Mientras los bosques de Tlaxcala arden, el gobierno guarda silencio… o peor aún, gasta.
El 8M fuimos testigos de cómo el Estado —ese que presume de ser seguro, tranquilo y con bajo índice delictivo— desplegó un tanque lanza agua a presión, no para apagar los incendios que consumen cientos de hectáreas, sino para dispersar a ciudadanos que se manifestaban.
Tlaxcala destinó recientemente 56 millones de pesos en camionetas blindadas de alta gama para la seguridad de funcionarios públicos. Mientras tanto, quienes arriesgan la vida en los cerros de Atltzayanca, Terrenate, El Carmen Tequexquitla y otros municipios afectados por incendios, luchan con palas, ramas y cubetas, porque no hay brigadas suficientes, no hay helicópteros, no hay apoyo real.

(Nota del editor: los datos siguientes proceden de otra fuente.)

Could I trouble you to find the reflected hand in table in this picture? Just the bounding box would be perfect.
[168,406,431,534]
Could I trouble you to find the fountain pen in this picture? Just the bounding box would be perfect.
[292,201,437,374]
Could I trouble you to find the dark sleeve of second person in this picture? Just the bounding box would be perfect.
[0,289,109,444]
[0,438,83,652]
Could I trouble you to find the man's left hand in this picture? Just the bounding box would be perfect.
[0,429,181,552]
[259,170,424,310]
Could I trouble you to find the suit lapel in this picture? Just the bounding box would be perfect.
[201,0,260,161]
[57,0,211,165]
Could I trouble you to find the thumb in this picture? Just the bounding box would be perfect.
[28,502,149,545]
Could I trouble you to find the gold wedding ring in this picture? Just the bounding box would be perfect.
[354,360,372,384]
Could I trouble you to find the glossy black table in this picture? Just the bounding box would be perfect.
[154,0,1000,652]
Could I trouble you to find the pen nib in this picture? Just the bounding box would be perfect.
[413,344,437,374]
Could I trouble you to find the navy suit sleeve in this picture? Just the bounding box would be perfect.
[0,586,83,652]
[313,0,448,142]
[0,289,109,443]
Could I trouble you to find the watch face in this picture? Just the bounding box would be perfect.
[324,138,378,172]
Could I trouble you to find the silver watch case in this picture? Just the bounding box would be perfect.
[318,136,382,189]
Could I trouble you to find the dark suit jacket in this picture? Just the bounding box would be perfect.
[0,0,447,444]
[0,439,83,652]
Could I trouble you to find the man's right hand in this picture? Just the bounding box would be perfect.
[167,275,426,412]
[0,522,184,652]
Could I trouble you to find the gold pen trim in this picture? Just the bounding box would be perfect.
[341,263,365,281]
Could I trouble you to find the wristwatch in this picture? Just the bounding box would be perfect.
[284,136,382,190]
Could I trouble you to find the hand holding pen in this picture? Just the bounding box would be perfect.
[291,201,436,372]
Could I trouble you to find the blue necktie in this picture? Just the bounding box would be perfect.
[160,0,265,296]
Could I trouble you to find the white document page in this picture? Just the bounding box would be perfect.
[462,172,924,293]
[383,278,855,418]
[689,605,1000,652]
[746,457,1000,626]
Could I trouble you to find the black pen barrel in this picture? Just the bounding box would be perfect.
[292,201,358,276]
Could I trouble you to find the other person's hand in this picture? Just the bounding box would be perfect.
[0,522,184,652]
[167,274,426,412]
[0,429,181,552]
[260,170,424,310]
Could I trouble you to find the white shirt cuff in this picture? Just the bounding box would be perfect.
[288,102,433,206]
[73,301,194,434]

Solo hay ciudadanos haciendo lo que pueden.
La narrativa oficial es que “Tlaxcala es seguro”, pero entonces, ¿por qué blindar camionetas como si estuviéramos en una zona de guerra? ¿Y por qué no invertir en equipamiento forestal, capacitación para brigadistas, o al menos en una mínima estrategia de respuesta ante emergencias?
La situación no es exclusiva de Tlaxcala. Es también el reflejo de un país que le da más importancia a las formas que a las causas, que privilegia la seguridad de los poderosos mientras la tierra, los bosques y la gente que la habita se quema, se ahoga, se dispersa.
En Tlaxcala, como en muchos lugares de México, la prioridad está mal puesta.
Nos urge una clase política que deje de blindarse y comience a mirar hacia el suelo que pisa: ese que ahora, literalmente, se está incendiando.